Monday, May 23, 2011

First Ever Mahler Review in Chicago

March 23, 1907

Ugly Symphony Is Well Played Thomas Orchestra Shows Director Mahler of Vienna Writes Bad Music - by Miller Ular

Gustav Mahler is director of the Vienna opera. He is unequaled as an opera director, and almost unsurpassed as an orchestra conductor. He is a man of remarkable personality and of profound musical learning. So it is but natural that he should compose. His principal compositions are symphonies—six of them. The fifth, known as “The Giant Symphony,” was performed yesterday by the Theodore Thomas orchestra under the baton of Frederick Stock. It is a work an hour and fifteen minutes in length, 1 and before it was done, fully half the audience had fled. And with good reason. For Mr. Mahler, to judge by this one symphony that has been heard in Chicago, writes absolutely the ugliest music ever written. Why the symphony should have been termed “The Giant” is hard to say. Because of its ugliness, it might have been named “The Octopus”; because of its length, “The Dachshund”; and because it is without form, and void, it might well be termed “Chaos.”

Mr. Mahler’s compositions have nothing to do with the true, the beautiful and the good, which are supposed to be subject matter of poetry and music. Rather he deals with the false, the ugly, and the meretricious. His technical knowledge of the orchestra is equaled only by Richard Strauss, and his learning by Reger. But of originality, he has not the slightest trace. His themes are trivial, sometimes vulgar, always uninteresting and lacking utterly beauty of melodic curve. This symphony—which really is less of a symphony than any of
Tschaikowsky’s—is in five movements. Each of these movements is split up into innumerable subdivisions, by changes of tempo and rhythm. The result is a lack of cohesion and unity, producing an effect of intolerable tedium. Of these movements, the first is a funeral march, solemn and impressive, but which strikes one as lacking in spontaneity. The so-called scherzo is part waltz, part a sort of mazurka, and contains a piece of crass plagiarism on the scherzo from Beethoven’s fifth—I refer to the passage for strings, pizzicato. The
adagietto is the one oasis in the desert—a beautiful, slow movement for strings and harp; deep, thoughtful, melodious and expressive. Then it all ends with a rondo, based on the cheapest of themes, developed with a skill almost superhuman, but quite ineffective.
In short, it is a symphony which, it is devoutly hoped, will never again be heard in Chicago.

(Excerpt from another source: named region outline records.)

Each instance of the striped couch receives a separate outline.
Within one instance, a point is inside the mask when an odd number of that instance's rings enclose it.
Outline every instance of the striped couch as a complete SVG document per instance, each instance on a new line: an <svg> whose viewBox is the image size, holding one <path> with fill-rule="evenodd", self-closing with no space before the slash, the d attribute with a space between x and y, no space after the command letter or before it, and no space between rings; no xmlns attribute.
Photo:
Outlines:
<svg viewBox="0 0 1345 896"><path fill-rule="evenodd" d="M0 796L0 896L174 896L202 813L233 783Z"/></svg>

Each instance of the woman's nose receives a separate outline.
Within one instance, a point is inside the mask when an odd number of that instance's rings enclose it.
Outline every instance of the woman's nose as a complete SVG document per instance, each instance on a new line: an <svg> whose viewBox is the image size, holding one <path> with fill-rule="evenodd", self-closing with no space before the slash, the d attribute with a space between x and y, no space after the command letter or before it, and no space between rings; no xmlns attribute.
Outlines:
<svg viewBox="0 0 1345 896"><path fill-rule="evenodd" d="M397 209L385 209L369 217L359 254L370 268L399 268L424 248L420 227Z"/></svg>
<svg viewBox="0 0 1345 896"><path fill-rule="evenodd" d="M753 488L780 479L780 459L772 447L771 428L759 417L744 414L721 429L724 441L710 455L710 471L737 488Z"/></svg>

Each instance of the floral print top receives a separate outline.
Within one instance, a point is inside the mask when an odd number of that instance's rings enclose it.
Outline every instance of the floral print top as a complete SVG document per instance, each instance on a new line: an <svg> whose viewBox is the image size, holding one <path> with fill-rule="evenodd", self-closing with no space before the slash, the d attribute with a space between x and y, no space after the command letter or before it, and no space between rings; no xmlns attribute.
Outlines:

Mr. Stock’s own view of this work is interesting. Here it is, as it was expressed to the writer yesterday after the concert: “It is a pity that Mahler, with all his learning and ingenuity, has not more originality, more ability to conceive themes, to rise to real inspiration. It
is a pity he has a sense of beauty no more highly developed. Most of the symphony is very ugly, indeed, though it is all highly interesting to the technical student. But, after all, Richard Strauss summed it up correctly when he said, ‘Mahler is to the symphony of today what Meyerbeer was to the opera seventy-five years ago.’ I do not believe that this symphony is the kind of music that will live.” A verdict both cruel and true. The only redeeming feature about it was that the orchestra—increased to about 100 men—played with a
virtuosity it has never surpassed, making nothing of the unspeakable difficulties of the symphony. Each man and each group fairly surpassed itself, and the result was a truly remarkable rendition.